Washington. Bill Clinton veröffentlich einen Thriller. Es geht um Terroristen, Computerviren – und starke Frauen

    Der leichte Verdruss fängt schon auf dem Buchrücken an: „The President is missing“ (Präsident vermisst). Da denkt man doch mindestens an Entführung. Und heldenhafte Rettung. In Wahrheit aber ist Jonathan Lincoln Duncan – abgesehen von einer kühnen Undercover-Aktion, die ihn aus Weltrettungsgründen aus dem Weißen Haus führt – so gar kein bisschen verschwunden. Sondern als omnipotenter Ich-Erzähler im Stile von Francis Underwood in „House of Cards“ ständig präsent.

    Warum Amerikas Altpräsident Bill Clinton bei seinem jetzt mit einer Startauflage von einer Million Exemplare erschienenen Debüt als Romancier dennoch auf diesen Titel verfiel, erschließt sich auch nicht, wenn man dem Co-Autor des 71-Jährigen zuhört.

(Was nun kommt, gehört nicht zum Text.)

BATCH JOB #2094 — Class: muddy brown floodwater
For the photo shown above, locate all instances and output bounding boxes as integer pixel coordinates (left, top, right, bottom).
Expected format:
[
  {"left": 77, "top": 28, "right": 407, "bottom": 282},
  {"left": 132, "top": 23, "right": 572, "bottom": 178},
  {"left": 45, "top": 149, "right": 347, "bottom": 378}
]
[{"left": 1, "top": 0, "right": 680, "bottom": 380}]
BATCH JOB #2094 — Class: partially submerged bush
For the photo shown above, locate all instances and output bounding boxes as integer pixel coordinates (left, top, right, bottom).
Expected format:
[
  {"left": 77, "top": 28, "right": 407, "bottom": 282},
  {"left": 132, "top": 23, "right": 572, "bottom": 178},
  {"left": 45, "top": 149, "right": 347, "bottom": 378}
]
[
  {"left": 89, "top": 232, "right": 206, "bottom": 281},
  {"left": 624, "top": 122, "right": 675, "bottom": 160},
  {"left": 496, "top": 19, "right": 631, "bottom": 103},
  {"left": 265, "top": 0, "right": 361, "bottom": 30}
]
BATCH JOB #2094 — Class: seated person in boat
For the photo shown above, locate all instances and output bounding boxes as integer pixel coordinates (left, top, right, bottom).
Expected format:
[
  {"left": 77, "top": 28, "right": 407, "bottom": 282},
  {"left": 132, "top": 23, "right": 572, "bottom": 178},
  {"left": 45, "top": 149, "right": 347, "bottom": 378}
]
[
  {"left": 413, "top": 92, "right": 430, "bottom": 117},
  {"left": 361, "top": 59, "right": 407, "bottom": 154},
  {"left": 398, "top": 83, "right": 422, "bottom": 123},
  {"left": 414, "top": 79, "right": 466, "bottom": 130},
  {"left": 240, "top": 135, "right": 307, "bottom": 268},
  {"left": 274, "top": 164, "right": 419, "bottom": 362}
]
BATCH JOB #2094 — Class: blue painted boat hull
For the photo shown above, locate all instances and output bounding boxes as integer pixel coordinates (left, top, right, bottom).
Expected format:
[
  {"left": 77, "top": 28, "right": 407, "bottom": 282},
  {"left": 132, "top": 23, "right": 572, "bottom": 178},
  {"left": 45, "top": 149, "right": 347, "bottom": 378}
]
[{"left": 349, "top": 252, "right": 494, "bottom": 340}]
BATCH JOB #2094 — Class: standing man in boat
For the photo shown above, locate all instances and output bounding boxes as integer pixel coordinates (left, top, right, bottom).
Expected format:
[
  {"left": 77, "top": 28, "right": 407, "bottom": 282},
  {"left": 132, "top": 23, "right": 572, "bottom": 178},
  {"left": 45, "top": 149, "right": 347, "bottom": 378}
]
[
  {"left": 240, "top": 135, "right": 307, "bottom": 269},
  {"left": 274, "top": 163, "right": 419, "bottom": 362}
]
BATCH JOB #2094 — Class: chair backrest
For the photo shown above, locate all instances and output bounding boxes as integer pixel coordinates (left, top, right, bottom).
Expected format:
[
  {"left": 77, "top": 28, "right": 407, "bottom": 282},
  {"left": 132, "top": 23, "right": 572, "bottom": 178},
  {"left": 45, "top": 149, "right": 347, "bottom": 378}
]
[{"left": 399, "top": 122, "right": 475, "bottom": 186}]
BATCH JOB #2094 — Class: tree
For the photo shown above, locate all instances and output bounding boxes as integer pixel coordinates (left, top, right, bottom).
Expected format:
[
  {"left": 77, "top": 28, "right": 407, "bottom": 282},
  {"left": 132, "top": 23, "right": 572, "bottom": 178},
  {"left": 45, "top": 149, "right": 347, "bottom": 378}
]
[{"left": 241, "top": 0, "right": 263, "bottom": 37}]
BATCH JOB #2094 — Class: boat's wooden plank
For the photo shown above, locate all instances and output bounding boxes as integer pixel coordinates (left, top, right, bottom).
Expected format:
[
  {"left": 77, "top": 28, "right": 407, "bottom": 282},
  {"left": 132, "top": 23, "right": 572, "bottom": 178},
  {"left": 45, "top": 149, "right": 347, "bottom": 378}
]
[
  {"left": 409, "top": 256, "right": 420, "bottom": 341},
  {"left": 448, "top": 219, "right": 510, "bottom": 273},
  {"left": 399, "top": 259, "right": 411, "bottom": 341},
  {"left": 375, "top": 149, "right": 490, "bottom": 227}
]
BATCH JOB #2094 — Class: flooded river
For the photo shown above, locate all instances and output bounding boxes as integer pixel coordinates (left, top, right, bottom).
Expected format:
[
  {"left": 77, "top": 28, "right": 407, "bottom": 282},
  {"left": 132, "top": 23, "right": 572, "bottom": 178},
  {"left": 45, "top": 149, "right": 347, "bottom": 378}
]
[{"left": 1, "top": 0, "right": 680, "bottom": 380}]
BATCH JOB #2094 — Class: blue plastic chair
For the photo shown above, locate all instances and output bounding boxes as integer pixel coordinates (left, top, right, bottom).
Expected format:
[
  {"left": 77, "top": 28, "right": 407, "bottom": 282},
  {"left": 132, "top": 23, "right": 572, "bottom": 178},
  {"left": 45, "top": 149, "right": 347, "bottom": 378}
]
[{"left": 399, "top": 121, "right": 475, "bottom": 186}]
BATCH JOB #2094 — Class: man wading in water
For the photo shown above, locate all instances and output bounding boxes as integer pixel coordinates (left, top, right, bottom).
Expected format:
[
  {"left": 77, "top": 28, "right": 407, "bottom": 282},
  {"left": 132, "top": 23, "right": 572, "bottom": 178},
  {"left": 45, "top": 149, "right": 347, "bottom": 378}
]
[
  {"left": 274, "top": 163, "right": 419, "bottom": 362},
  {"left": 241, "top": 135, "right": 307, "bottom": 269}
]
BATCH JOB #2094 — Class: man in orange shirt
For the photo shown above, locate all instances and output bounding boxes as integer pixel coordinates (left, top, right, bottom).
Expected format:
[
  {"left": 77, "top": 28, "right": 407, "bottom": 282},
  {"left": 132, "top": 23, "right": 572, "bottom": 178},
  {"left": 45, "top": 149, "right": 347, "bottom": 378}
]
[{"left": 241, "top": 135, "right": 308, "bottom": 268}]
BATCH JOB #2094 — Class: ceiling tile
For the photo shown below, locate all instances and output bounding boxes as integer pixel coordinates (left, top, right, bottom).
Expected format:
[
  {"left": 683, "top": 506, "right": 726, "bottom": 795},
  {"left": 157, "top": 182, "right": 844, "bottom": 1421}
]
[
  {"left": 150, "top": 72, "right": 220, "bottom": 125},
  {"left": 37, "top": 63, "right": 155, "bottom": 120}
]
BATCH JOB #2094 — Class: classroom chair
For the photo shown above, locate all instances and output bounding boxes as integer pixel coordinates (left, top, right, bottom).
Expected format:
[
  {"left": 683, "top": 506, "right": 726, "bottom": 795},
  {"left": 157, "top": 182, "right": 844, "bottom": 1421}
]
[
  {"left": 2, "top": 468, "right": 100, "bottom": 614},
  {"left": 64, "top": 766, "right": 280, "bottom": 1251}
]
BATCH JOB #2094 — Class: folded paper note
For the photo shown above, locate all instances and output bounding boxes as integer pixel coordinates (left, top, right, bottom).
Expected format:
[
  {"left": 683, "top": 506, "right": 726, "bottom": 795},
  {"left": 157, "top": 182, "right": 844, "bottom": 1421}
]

James Patterson, 375 Millionen Mal erfolgreich gewesener Fließbanderfolgsautor in der Sparte Thriller, hat dem Erstlingswerk von Potus Nr. 42 wenigstens jene vorwärtstreibende Dynamik geliehen, die die teilweise ermüdenden Längen und etwas durchhängenden Spannungsbögen leichter erträglich machen.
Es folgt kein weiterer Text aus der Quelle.